Maître Vincent Gueffès disait non.

Parlons de maître Vincent Gueffès.

Front étroit, vaste nez, bouche fendue avec une hallebarde. Dans cette bouche, une mâchoire monumentale, haute, large, solide et ressemblant à ces belles mâchoires antédiluviennes, à l'aide desquelles, quatre cents ans plus tard, les savants devaient reconstruire tout un monde.

La mâchoire de maître Vincent Gueffès, retrouvée par hasard, a dû conduire tout droit à l'idée du mastodonte.

Beaux petits yeux ronds, doucement frangés de rouge, cheveux couleur de poussière, longue taille maigre et droite dans une houppelande faite pour autrui : tel se présentait maître Vincent Gueffès.

Simon Le Priol avait coutume de dire qu'il n'était point laid. Simon Le Priol avait raison, en ce sens que maître Gueffès était affreux.

Du reste, point d'âge.
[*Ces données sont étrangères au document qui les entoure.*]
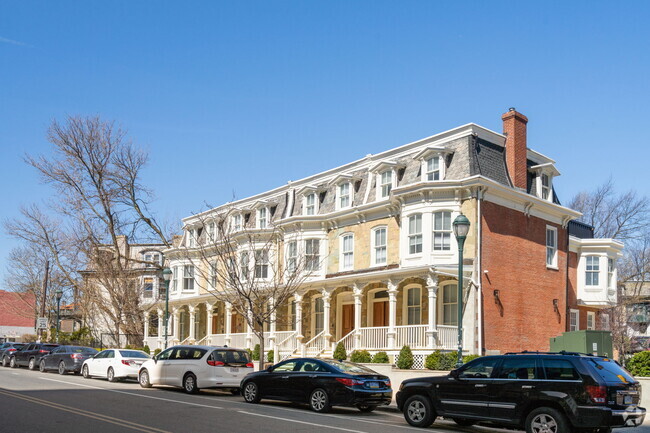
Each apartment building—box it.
[145,109,623,366]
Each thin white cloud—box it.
[0,36,31,47]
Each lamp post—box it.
[158,268,172,349]
[55,289,63,343]
[453,213,469,368]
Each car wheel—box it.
[526,407,570,433]
[453,418,476,427]
[244,382,260,403]
[183,373,199,394]
[404,395,436,427]
[309,388,332,413]
[357,404,377,412]
[106,367,117,382]
[138,370,151,388]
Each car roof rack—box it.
[506,350,596,356]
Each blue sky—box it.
[0,0,650,275]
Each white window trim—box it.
[339,232,354,272]
[544,225,559,270]
[569,309,580,331]
[370,225,388,268]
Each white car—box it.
[81,349,151,382]
[139,346,253,394]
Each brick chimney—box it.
[501,108,528,190]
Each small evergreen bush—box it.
[625,351,650,377]
[397,346,413,370]
[251,344,260,361]
[333,343,348,361]
[350,350,372,363]
[372,352,388,364]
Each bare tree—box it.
[177,206,320,369]
[5,117,169,344]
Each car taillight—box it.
[336,377,363,386]
[585,385,607,404]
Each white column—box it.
[352,284,363,349]
[427,275,438,349]
[225,302,232,346]
[205,302,214,346]
[269,298,280,364]
[388,280,397,349]
[322,290,334,350]
[187,305,196,344]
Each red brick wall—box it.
[481,201,567,353]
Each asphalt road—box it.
[0,367,650,433]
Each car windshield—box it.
[120,350,149,359]
[325,359,377,374]
[591,358,636,383]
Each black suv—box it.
[396,352,645,433]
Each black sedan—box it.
[241,358,393,412]
[38,346,97,374]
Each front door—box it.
[341,304,354,338]
[372,301,388,326]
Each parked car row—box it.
[0,343,646,433]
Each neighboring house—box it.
[145,109,622,367]
[80,236,166,345]
[0,290,36,342]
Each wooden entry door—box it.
[341,304,354,338]
[372,301,388,326]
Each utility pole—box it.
[38,260,50,341]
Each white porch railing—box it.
[336,329,356,353]
[395,325,427,349]
[360,326,388,350]
[437,325,458,350]
[229,332,248,349]
[305,330,325,356]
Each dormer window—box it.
[305,192,316,215]
[426,156,442,181]
[257,207,268,229]
[338,182,351,209]
[380,170,393,198]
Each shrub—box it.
[463,355,481,364]
[424,350,443,370]
[350,350,372,362]
[251,344,260,361]
[626,351,650,377]
[333,343,348,361]
[397,346,413,370]
[372,352,389,364]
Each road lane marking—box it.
[237,410,366,433]
[39,377,223,409]
[0,388,171,433]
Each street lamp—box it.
[158,268,172,349]
[453,213,469,368]
[56,289,63,343]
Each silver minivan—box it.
[138,345,253,394]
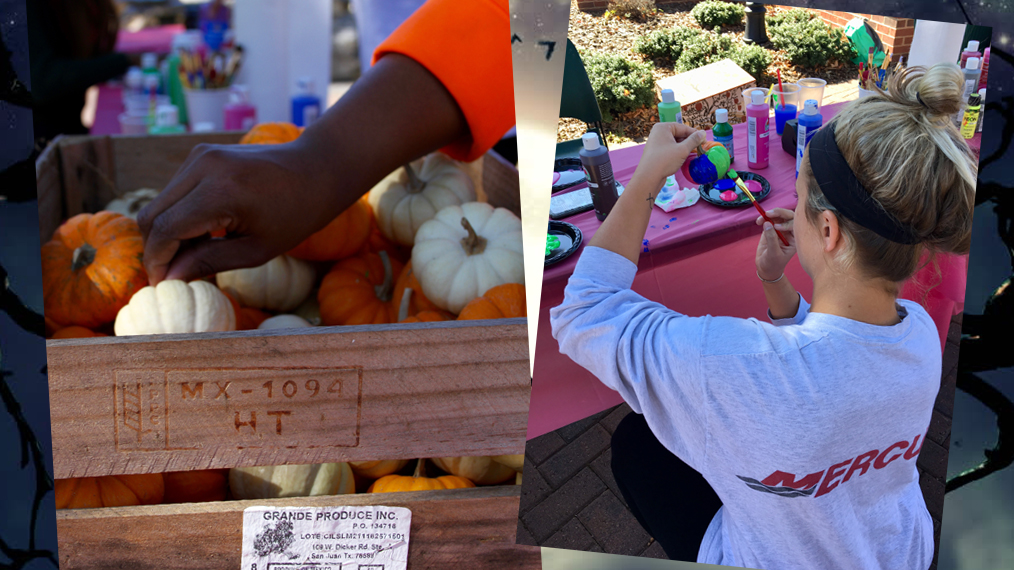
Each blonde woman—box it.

Vous savez, ces bonnes gens ont de vingt-cinq à soixante ans. Passé soixante ans, ils rajeunissent.

Eh bien ! avec cela, maître Gueffès était bas-normand des pieds à la tête. Il avait de l'esprit comme quatre malins de Domfront, sa patrie. Or, un malin de Domfront vaut quatre finauds de Vire qui valent chacun quatre citrouilles de Condé-sur-Noireau, ville où les huîtres naissent à vingt lieues de la mer !

Maître Gueffès était le rival du petit Jeannin, le coquetier. Il trouvait Simonnette charmante, et quand il songeait à la dot de Simonnette, sa mâchoire toute entière se montrait en un épouvantable sourire.